# A three night and four day cycling and camping excursion



## bigrider (Jun 27, 2002)

The trip itinerary was this:

Thursday- After work, Leave Havre de Grace, cross the river, camp along the road
Friday- Meet friend in Elkton and ride to Killens State Park in Delaware
Saturday- Friend rides back to Elkton and I continue to Trapp Pond State Park in De.
Sunday- Ride to Bethany Beach to meet family for a week at the ocean


----------



## bigrider (Jun 27, 2002)

*First evening*

It was hot and humid but a nice ride along the path of the river before the dam.


----------



## bigrider (Jun 27, 2002)

*On the other side*

The climb out from the river made for some interesting sites


----------



## bigrider (Jun 27, 2002)

*Friday was hot*

It was a longer and very hot ride on Friday. We left at 11 in the morning and rode through the heat on the flat parchment of paper called central Delaware.


----------



## bigrider (Jun 27, 2002)

*Saturday was really hot*

I was alone and riding through the heat and having a nice ride.


----------



## bigrider (Jun 27, 2002)

*I swore them off*

It was so hot when I got to the campground that I didn't feel like riding 15 miles round trip to get a good meal so I ate 8 hotdogs. 3 for lunch, 3 for dinner and twoe for breakfast.


----------



## bigrider (Jun 27, 2002)

*Sunday was a nice ride*

To the beach and the wind decided to blow from the east instead the south. That way I had the wind in my face the whole ride.


----------



## Bocephus Jones II (Oct 7, 2004)

Looks like a great trip...hot though!


----------



## MB1 (Jan 27, 2004)

One assumes you were treated to the usual rural Deleware poultry and swine farm aromas.......

The rivers look nice, the 'dogs are no suprise, any issues with the trailer?


----------



## ispoke (Feb 28, 2005)

*holy cholesterol!*



bigrider said:


> It was so hot when I got to the campground that I didn't feel like riding 15 miles round trip to get a good meal so I ate 8 hotdogs. 3 for lunch, 3 for dinner and twoe for breakfast.

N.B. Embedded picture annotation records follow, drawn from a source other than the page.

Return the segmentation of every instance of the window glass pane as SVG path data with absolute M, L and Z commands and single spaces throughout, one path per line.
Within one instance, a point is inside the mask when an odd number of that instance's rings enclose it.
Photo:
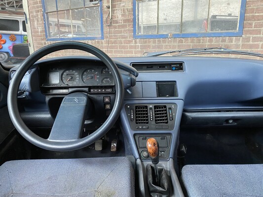
M 58 12 L 58 29 L 60 37 L 68 37 L 72 33 L 70 10 Z
M 19 31 L 19 21 L 17 20 L 0 19 L 0 30 Z
M 55 0 L 53 0 L 55 1 Z M 58 10 L 70 9 L 69 0 L 57 0 Z
M 22 30 L 24 32 L 27 32 L 27 28 L 26 28 L 26 22 L 22 21 Z
M 79 8 L 84 7 L 83 0 L 71 0 L 71 8 Z
M 47 28 L 48 37 L 59 37 L 59 34 L 58 30 L 58 23 L 57 17 L 57 12 L 50 12 L 46 14 Z
M 182 0 L 159 0 L 158 33 L 180 33 Z
M 138 34 L 157 33 L 157 9 L 156 0 L 137 2 Z
M 83 9 L 71 10 L 73 37 L 85 37 L 85 13 Z
M 207 32 L 209 4 L 209 0 L 184 0 L 183 33 Z
M 211 0 L 210 31 L 237 31 L 241 0 Z
M 85 9 L 87 35 L 100 36 L 101 33 L 100 7 L 90 7 Z
M 55 0 L 44 0 L 46 12 L 53 12 L 57 10 Z
M 99 0 L 85 0 L 85 6 L 88 6 L 97 5 L 99 2 Z

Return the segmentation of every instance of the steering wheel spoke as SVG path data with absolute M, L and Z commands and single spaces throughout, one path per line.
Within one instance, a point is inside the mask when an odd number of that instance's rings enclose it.
M 63 98 L 48 140 L 70 141 L 80 138 L 90 101 L 86 94 L 75 93 Z

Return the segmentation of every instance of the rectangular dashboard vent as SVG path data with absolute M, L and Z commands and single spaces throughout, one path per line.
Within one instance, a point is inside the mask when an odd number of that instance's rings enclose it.
M 148 124 L 148 107 L 147 105 L 135 107 L 135 122 L 136 124 Z
M 167 124 L 168 123 L 166 105 L 154 106 L 154 119 L 156 124 Z
M 132 67 L 139 72 L 175 72 L 184 71 L 184 63 L 132 63 Z

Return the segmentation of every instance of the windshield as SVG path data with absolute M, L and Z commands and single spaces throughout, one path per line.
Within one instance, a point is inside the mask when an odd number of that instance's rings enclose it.
M 9 1 L 0 2 L 0 62 L 4 66 L 19 65 L 38 49 L 66 40 L 93 45 L 111 57 L 262 59 L 263 53 L 261 1 Z M 210 48 L 213 52 L 205 49 Z M 67 51 L 49 57 L 82 54 Z

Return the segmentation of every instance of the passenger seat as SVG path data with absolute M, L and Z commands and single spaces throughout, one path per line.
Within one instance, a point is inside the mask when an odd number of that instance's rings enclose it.
M 187 165 L 182 171 L 186 196 L 263 197 L 263 164 Z

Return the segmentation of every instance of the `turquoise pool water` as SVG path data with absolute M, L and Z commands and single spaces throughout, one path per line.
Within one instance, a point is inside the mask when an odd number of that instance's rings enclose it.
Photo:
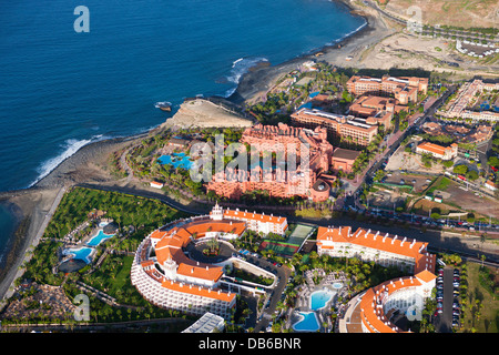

Eight hot dogs in 3 meals! Hopefully you had a glass of red wine (or 3) to cut the cholesterol.

I have good memories of summer vacations in my childhood where we took the Cape May - Lewes ferry and then drove south through Delaware past lots of fireworks stands and cornfields. Definitely flat! It was always nice to arrive at our campsite on Chincoteague Island...


----------



## DrRoebuck (May 10, 2004)

Is that salt eating through your shorts?


----------



## bigrider (Jun 27, 2002)

MB1 said:


> One assumes you were treated to the usual rural Deleware poultry and swine farm aromas.......
> 
> The rivers look nice, the 'dogs are no suprise, any issues with the trailer?


In addition to the standard fare of aromas we went past a sweet corn processing plant. The big dump trucks hauling away the corn husks and cobs dripped streams of putrified corn juice on the road leaving a special smell.

No issues with the trailer. It worked well buuuuut, my buddy borrowed a Yakima and it seemed to be easier to hook up and was a little more stable. My waterproof bag that I bought for the trailer from Nashbar worked well. Overall I give the trailer a B grade. 

The river is less than a mile from my house. It is the largest fresh water source of the chesapeake bay providing more than 50 percent of the fresh water in the upper bay.


----------



## bigrider (Jun 27, 2002)

DrRoebuck said:


> Is that salt eating through your shorts?



Yes that is salt. If I would have had a dark single colored jersey on there would have been three times that much salt deposited on my jersey. It was HOT. I am talking upper 90s and high humidity. I had to constantly take in fluids and salty food. It still took a whole day to hydrate back to a normal level after the ride.


----------



## Bocephus Jones II (Oct 7, 2004)

DrRoebuck said:


> Is that salt eating through your shorts?


It's from the hot dogs.


----------



## PDex (Mar 23, 2004)

*Thanks for posting*

Twenty years ago, I lived in Newark for a few years and worked in Middletown. Looks like the Summit Bridge over the C & D. Brings back memories of a much simpler time. 

MB1, don't remind me about the chicken farms. I was doing groundwater investigations downstate and had to sample manure piles, septic systems, and hog waste ponds.


----------